RFC: Egg cache fro self-contained buildout

Problem ======= For (stage and production) deployment purposed, we, ZC, use RPMs. It's considered good hygene to produce source RPMs as well as binary RPMS. This led me to create zc.sourcerelease, which automates creation of self-contained source tar balls, that, among other benefits, provide input for making source RPMs, which feed into a process for creating binary RPMs. We're moving toward a continuous deployment pipeline, where binaries are produced early in the development cycle and tested in a controlled environment that matches production. It no-longer (never did actually) makes sense to produce source RPMs that could be deployed in alternate (untested) environments. In general, our existing build process is grotesquely slow: - we run a buildout to produce a source release. - we run it again to build a source (and binary) rpm from the source release. Both of these run in such a way that all of the eggs have to be rebuilt. (But sources don't have to be downloaded.) We'd like to move toward a model where we construct a build environment for each controlled deployment environment. In this build environment, we never want to build a given distribution more than once. We need to produce application binaries that are self contained. Buildout allows you to use a shared eggs directory. This can greatly speed buildouts, because already-built distributions can be found and used locally. However, buildouts that use shared eggs directories aren't self contained. They depend on the shared eggs directory. I'd like to be able to reuse previously-built eggs, but have eggs installed in my local buildout, so it's self contained. Proposal: egg-cache =================== If egg-cache is set to a directory, then when buildout builds an egg, it will copy it to the egg cache. When looking for distributions, it will look in the egg cache and, if it finds a matching egg there, it will copy the egg to the buildout eggs directory. The end result will be that an egg cache will have the same economy as the current shared eggs directory, as far as building is concerned, but it won't have the disk-space saving of a shared eggs directiory. It will lead to buildouts that are self contained (at least wrt eggs) and that can be copied to a deployment environment directly. Thoughts? Jim -- Jim Fulton http://www.linkedin.com/in/jimfulton

Sounds like a nice feature. I like having copies of everything (and nothing extra) for each deployment. On Mon, May 13, 2013 at 3:08 PM, Jim Fulton <jim@zope.com> wrote:
Problem =======
For (stage and production) deployment purposed, we, ZC, use RPMs. It's considered good hygene to produce source RPMs as well as binary RPMS. This led me to create zc.sourcerelease, which automates creation of self-contained source tar balls, that, among other benefits, provide input for making source RPMs, which feed into a process for creating binary RPMs.

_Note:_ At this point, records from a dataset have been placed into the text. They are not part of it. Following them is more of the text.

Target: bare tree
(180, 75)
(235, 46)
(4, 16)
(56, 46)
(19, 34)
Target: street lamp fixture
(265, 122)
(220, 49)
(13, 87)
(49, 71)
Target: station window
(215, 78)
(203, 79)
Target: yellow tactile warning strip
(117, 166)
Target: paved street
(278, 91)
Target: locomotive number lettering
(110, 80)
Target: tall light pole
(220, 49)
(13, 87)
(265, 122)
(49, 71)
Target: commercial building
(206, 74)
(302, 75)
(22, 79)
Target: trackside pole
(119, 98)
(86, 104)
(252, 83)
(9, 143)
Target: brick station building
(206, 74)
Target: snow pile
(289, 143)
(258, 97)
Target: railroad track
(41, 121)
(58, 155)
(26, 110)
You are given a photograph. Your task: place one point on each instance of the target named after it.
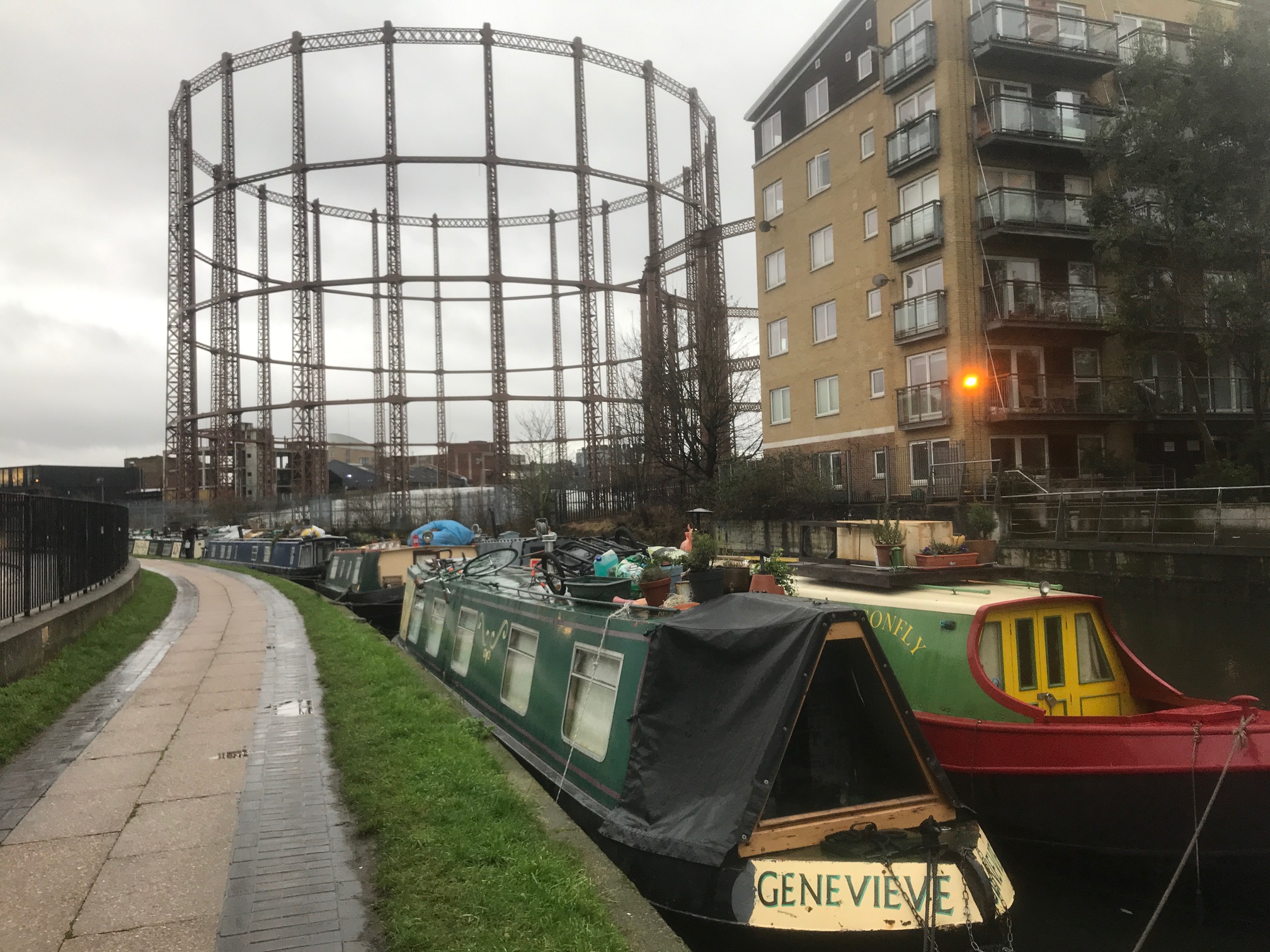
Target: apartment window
(827, 397)
(864, 64)
(822, 248)
(818, 174)
(911, 20)
(774, 200)
(877, 383)
(588, 707)
(777, 338)
(831, 468)
(775, 263)
(825, 322)
(771, 132)
(780, 399)
(817, 101)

We're moving toward a continuous deployment pipeline, where binaries are produced early in the development cycle and tested in a controlled environment that matches production. It no-longer (never did actually) makes sense to produce source RPMs that could be deployed in alternate (untested) environments.
In general, our existing build process is grotesquely slow:
- we run a buildout to produce a source release.

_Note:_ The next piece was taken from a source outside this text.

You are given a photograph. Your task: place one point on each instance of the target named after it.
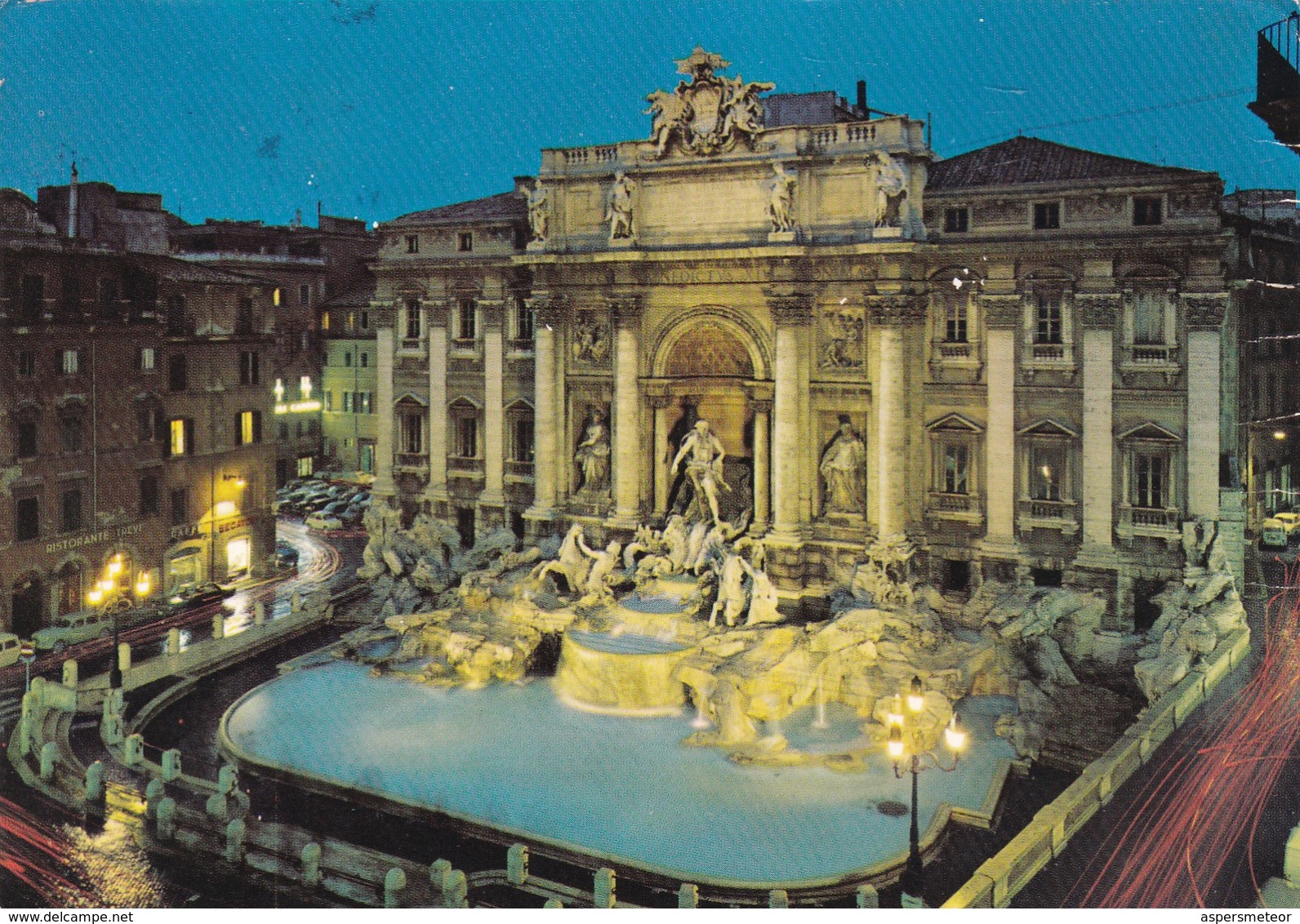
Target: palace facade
(1013, 357)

- we run it again to build a source (and binary) rpm from the source release.
Both of these run in such a way that all of the eggs have to be rebuilt. (But sources don't have to be downloaded.)
We'd like to move toward a model where we construct a build environment for each controlled deployment environment. In this build environment, we never want to build a given distribution more than once. We need to produce application binaries that are self contained.

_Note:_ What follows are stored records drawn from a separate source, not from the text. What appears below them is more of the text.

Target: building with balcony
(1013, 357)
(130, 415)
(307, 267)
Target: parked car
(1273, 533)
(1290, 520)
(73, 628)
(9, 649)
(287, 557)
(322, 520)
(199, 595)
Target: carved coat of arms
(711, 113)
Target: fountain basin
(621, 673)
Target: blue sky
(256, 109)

Buildout allows you to use a shared eggs directory. This can greatly speed buildouts, because already-built distributions can be found and used locally. However, buildouts that use shared eggs directories aren't self contained. They depend on the shared eggs directory. I'd like to be able to reuse previously-built eggs, but have eggs installed in my local buildout, so it's self contained.
Proposal: egg-cache ===================
If egg-cache is set to a directory, then when buildout builds an egg, it will copy it to the egg cache. When looking for distributions, it will look in the egg cache and, if it finds a matching egg there, it will copy the egg to the buildout eggs directory.
The end result will be that an egg cache will have the same economy as the current shared eggs directory, as far as building is concerned, but it won't have the disk-space saving of a shared eggs directiory. It will lead to buildouts that are self contained (at least wrt eggs) and that can be copied to a deployment environment directly.
Thoughts?
Jim
-- Jim Fulton http://www.linkedin.com/in/jimfulton _______________________________________________ Distutils-SIG maillist - Distutils-SIG@python.org http://mail.python.org/mailman/listinfo/distutils-sig

+1 This is potentially useful for Heroku or Google Apps, or anything that requires all your files to exist inside the build area after build time from where it creates the blob that is actually pushed to all the slaves. On Mon, May 13, 2013 at 4:26 PM, Daniel Holth <dholth@gmail.com> wrote:
Sounds like a nice feature. I like having copies of everything (and nothing extra) for each deployment.
On Mon, May 13, 2013 at 3:08 PM, Jim Fulton <jim@zope.com> wrote:
Problem =======
For (stage and production) deployment purposed, we, ZC, use RPMs. It's considered good hygene to produce source RPMs as well as binary RPMS. This led me to create zc.sourcerelease, which automates creation of self-contained source tar balls, that, among other benefits, provide input for making source RPMs, which feed into a process for creating binary RPMs.
We're moving toward a continuous deployment pipeline, where binaries are produced early in the development cycle and tested in a controlled environment that matches production. It no-longer (never did actually) makes sense to produce source RPMs that could be deployed in alternate (untested) environments.
In general, our existing build process is grotesquely slow:
- we run a buildout to produce a source release.
- we run it again to build a source (and binary) rpm from the source release.
Both of these run in such a way that all of the eggs have to be rebuilt. (But sources don't have to be downloaded.)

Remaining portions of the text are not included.